Deutschland-Plan für bezahlbares Wohnen

Geschrieben am 10. September 2014

Wohnungsbau-Tag 2014

 

Neubauwohnungen für Durchschnittsverdiener – Kaltmieten senken

 

Deutschland-Plan für bezahlbares Wohnen zum 6. Wohnungsbau-Tag vorgestellt: In Berlin haben sieben Organisationen und Verbände der deutschen Bau- und Immobilienbranche am Mittwoch ein politisches Maßnahmenpaket zum Wohnungsneubau vorgestellt. Ziel ist ein deutliches Absenken von Kaltmieten für Neubauwohnungen. Neu gebaute Mietwohnungen in Großstädten und Metropolregionen sollen dadurch auch für Durchschnittsverdiener wieder bezahlbar werden, so das Verbändebündnis Wohnungsbau.

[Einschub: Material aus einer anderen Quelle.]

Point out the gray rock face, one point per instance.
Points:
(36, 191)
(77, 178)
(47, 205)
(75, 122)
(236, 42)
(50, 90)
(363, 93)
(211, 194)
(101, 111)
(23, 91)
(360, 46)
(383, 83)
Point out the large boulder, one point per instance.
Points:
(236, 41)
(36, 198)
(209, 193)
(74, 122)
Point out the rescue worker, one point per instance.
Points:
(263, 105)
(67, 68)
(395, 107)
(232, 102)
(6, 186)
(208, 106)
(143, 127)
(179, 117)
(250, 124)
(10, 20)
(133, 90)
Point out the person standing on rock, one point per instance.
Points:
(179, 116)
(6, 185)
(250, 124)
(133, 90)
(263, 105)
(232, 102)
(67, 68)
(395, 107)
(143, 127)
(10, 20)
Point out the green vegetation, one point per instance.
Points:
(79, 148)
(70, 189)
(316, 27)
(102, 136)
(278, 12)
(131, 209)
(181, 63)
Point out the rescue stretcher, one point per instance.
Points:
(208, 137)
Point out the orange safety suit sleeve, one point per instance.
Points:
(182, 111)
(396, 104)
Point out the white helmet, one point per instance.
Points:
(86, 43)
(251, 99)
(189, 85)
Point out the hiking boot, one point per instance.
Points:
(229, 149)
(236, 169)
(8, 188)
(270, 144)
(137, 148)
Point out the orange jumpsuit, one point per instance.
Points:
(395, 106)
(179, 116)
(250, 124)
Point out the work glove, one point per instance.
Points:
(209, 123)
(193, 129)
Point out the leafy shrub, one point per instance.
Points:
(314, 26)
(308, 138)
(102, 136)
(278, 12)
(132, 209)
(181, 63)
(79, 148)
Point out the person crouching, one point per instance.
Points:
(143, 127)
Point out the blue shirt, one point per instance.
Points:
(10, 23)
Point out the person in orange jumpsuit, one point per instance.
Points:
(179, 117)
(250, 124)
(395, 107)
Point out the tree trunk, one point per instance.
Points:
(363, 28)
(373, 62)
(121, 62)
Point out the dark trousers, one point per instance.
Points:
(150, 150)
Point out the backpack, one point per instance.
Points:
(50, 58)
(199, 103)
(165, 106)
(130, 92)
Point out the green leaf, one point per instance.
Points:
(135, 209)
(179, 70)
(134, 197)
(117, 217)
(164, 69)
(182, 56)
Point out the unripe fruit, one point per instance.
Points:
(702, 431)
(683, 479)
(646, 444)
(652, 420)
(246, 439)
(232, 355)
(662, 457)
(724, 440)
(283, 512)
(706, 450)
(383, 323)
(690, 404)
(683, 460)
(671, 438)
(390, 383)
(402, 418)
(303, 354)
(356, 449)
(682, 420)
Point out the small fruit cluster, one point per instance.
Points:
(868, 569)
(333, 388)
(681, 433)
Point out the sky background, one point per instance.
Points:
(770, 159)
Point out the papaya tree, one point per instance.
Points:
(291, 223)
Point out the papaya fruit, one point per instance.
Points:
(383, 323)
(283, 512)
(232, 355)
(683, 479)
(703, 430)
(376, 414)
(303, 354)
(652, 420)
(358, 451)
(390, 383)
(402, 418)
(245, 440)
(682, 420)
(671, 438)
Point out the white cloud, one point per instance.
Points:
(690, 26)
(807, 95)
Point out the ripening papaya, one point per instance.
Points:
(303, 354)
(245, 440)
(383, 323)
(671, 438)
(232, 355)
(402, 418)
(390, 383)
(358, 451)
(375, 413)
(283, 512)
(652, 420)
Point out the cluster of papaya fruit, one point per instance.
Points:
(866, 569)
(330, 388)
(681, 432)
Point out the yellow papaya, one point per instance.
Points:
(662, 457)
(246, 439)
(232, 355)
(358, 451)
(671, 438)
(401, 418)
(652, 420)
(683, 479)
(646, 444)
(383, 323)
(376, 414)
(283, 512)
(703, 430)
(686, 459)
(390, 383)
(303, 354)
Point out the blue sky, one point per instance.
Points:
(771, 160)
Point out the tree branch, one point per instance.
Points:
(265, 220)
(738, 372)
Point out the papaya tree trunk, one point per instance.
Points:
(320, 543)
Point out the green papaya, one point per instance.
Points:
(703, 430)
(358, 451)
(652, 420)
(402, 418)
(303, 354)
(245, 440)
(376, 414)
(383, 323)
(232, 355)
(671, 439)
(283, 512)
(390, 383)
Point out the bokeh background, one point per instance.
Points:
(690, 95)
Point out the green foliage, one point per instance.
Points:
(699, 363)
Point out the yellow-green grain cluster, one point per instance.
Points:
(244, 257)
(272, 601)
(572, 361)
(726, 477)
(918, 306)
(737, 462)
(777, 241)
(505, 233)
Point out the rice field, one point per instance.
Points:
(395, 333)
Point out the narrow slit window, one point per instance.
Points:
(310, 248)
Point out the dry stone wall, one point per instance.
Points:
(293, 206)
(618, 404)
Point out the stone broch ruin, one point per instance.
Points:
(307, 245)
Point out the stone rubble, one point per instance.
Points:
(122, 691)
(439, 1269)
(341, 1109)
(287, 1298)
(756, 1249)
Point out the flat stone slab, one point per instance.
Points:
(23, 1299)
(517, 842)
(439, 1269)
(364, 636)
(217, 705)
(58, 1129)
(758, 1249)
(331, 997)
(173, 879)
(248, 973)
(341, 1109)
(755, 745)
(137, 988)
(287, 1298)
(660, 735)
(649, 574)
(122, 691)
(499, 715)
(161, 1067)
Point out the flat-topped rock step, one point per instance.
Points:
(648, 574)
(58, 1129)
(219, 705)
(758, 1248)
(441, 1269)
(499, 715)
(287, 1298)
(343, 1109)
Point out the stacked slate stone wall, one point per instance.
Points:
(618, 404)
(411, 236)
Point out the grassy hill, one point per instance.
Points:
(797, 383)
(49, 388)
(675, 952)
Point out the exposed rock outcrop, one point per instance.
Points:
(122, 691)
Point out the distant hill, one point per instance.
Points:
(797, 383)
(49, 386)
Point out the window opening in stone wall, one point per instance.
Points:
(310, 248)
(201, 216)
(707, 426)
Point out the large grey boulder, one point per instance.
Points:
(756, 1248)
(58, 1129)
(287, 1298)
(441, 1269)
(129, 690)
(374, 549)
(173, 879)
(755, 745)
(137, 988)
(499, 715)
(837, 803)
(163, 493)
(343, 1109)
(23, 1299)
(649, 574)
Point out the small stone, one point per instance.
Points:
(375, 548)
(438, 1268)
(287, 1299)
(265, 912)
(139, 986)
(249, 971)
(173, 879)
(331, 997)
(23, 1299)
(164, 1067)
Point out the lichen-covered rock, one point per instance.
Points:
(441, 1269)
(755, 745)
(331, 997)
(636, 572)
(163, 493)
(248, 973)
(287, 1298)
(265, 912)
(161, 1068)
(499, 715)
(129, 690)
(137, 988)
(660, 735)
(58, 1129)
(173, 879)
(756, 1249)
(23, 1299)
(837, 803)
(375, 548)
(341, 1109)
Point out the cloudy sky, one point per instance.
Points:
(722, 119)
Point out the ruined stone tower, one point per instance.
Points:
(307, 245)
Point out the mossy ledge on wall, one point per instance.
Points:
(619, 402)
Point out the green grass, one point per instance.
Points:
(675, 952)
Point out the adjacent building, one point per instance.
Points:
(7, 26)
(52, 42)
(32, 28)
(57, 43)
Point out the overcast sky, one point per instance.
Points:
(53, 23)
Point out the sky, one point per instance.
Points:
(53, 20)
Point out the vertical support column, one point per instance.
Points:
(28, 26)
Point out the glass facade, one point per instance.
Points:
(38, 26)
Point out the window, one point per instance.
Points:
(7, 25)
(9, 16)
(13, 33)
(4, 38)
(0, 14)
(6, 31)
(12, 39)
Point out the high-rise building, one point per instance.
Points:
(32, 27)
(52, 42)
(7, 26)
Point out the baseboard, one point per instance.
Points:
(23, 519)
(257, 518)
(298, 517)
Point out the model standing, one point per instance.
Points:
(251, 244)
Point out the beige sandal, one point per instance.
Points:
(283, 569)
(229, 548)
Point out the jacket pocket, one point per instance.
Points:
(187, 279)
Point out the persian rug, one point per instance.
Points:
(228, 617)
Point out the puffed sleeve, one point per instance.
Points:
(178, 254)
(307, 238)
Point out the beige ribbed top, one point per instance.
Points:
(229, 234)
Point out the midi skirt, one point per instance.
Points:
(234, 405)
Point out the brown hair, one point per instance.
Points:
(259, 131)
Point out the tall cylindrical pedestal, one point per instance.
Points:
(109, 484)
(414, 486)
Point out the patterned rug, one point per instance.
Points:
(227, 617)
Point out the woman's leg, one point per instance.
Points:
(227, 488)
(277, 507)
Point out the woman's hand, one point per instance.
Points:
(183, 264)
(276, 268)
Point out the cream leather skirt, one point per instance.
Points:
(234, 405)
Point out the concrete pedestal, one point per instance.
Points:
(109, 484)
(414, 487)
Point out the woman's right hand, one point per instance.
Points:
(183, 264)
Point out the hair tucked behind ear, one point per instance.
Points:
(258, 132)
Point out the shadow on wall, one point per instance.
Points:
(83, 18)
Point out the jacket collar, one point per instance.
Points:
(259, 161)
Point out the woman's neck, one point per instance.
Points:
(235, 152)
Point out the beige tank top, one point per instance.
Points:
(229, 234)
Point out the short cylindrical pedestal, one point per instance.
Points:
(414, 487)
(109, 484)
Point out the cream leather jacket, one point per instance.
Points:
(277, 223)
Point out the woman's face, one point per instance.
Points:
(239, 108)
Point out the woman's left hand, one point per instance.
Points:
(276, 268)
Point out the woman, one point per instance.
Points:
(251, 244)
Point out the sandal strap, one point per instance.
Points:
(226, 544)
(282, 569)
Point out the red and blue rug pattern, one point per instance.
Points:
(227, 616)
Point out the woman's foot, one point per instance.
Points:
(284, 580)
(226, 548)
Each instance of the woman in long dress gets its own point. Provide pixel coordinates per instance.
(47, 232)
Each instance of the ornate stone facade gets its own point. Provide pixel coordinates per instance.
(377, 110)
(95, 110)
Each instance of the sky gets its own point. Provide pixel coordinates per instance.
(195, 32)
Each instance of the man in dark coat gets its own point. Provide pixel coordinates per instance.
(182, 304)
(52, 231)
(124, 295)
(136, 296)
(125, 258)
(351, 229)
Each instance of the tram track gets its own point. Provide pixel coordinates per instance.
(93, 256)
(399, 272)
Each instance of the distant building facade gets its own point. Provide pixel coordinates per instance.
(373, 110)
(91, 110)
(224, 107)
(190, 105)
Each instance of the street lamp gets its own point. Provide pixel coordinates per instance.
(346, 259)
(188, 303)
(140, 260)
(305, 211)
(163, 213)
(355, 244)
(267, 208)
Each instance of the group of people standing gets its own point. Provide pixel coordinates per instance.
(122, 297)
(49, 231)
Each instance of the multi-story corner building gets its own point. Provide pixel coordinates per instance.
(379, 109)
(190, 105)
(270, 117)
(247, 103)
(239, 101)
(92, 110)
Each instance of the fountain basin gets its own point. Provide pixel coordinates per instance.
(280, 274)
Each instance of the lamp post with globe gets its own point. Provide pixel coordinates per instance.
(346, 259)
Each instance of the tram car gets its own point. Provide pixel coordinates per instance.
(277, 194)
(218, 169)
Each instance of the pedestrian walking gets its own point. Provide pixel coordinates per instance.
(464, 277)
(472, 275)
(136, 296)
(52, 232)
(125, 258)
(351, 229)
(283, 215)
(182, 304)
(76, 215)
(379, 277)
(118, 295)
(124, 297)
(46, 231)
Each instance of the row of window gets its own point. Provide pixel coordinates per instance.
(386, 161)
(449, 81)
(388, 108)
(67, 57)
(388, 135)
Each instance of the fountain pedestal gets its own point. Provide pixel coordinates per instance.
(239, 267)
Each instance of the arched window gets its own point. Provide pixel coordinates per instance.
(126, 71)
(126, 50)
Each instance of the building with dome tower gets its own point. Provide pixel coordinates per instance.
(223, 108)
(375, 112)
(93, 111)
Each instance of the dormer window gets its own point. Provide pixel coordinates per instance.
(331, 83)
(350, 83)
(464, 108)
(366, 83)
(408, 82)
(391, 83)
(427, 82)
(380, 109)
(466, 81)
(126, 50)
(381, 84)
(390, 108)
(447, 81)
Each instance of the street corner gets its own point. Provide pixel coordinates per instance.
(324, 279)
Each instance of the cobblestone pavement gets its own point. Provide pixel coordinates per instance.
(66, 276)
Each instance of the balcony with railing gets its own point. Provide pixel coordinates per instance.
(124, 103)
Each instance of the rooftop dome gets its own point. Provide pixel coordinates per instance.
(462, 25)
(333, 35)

In ihm haben sich der Deutsche Mieterbund (DMB), die Industriegewerkschaft Bauen-Agrar-Umwelt (IG BAU), der Zentralverband Deutsches Baugewerbe (ZDB), der Bundesverband deutscher Wohnungs- und Immobilienunternehmen (GdW), der Bundesverband Freier Immobilien- und Wohnungsunternehmen (BFW), der Bundesverband Deutscher Baustoff-Fachhandel (BDB) und die Deutsche Gesellschaft für Mauerwerks- und Wohnungsbau (DGfM) zusammengeschlossen.

Die vom Verbändebündnis Wohnungsbau vorgestellte Studie „Mietwohnungsbau 2.0 – Bezahlbarer Wohnraum durch Neubau“ des Pestel-Instituts in Hannover zeigt auf, was sich ändern muss, um einen mit niedrigeren Mieten attraktiven Wohnungsneubau zu erreichen. Die Wissenschaftler kommen zu dem Ergebnis, dass eine Verbesserung der steuerlichen Abschreibungsbedingungen, eine Reduzierung der Baulandkosten und verbesserte Finanzierungskonditionen einen enormen Preiseffekt auf dem Mietwohnungsmarkt hätten.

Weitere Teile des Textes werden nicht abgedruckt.